Converting one calling convention to another would require the compiler to generate a function to do it, as in:

    int foo(int a, int b, int c)
    {
        int theotherfoo(int a, b, c);
    }

Your item 1 may be the best solution.

"Matthew Wilson" <matthew@stlsoft.org> wrote in message news:bipcba$1g74$1@digitaldaemon.com...
> Well of course. We need a solution.
>
> I would very much like the following:
>
> 1. That Y.x is automatically deduced to be of type extern(Windows). Since
D
> does not allow non-virtuals, this seems the best way. And consider what happens when Y is a template! Are we saying some superbly useful veneer template (to shamelessly use my own terminology) can be restricted to classes with matching methods of only one calling-convention? That totally sucks
>
> 2. A corollary is that calling convention should be "promoted" to
something
> more inate in the language, so that I could write a template such as the following (in pseudo-C++, since my D templating is a little rusty):
>
>     T is assumed to be an interface on which (pure virtual) lock() and
> unlock() methods are defined. We want a template that will work with any
> calling convention
>
>     template <typename T>
>     class ref_counter
>       : public T
>     {
>     public:
>       template<callconv C>
>       extern (C)
>       void C lock()
>       {
>         . . .
>       }
>       template<callconv C>
>       extern (C)
>       void C unlock()
>       {
>         . . .
>       }
>     };
>
> Now this works with
>
>     struct ICDeclRefCounter
>     {
>       virtual void __cdecl lock() = 0;
>       virtual void __cdecl unlock() = 0;
>     };
>
>     struct IStdCallRefCounter
>     {
>       virtual void __stdcall lock() = 0;
>       virtual void __stdcall unlock() = 0;
>     };
>
> etc. etc.
>
> This is the most truculent imperfection in C++, and I f***ing hate it.
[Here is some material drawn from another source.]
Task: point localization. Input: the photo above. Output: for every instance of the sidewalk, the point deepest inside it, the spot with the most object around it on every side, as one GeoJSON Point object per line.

It would be a stunning victory for D to handle this in the language proper, rather than having to use shims, or similar, workarounds.
>
> Nice challenge? ;)
>
>
> "Walter" <walter@digitalmars.com> wrote in message news:bip6lh$17hg$1@digitaldaemon.com...
> > The problem is that the calling conventions for X.x and Y.x are
different,
> > yet being virtual, they must have the same calling convention.
> >
> > "Matthew Wilson" <matthew@stlsoft.org> wrote in message news:bfj6h0$1cbf$1@digitaldaemon.com...
> > >
> > > class X
> > > {
> > >     extern(Windows):
> > >     void x()
> > >     {
> > >         printf("X::x()\n");
> > >     }
> > > }
> > >
> > > class Y
> > >     : X
> > > {
> > >     void x()
> > >     {
> > >         printf("Y::x()\n");
> > >     }
> > > }
> > >
> > >
> > > "combase_test.d(51): function x overrides but is not covariant with x"
> > >
> > >
> > > I strongly suspect that this is not just an omission, but something
that
> > has
> > > been discussed and is a deliberate behaviour. If that is so, can
someone
> > > enlighten me as to the rationale?
> > >
> > > :)
> > >
> > > Matthew
> > >
> > >
> >
> >
>
>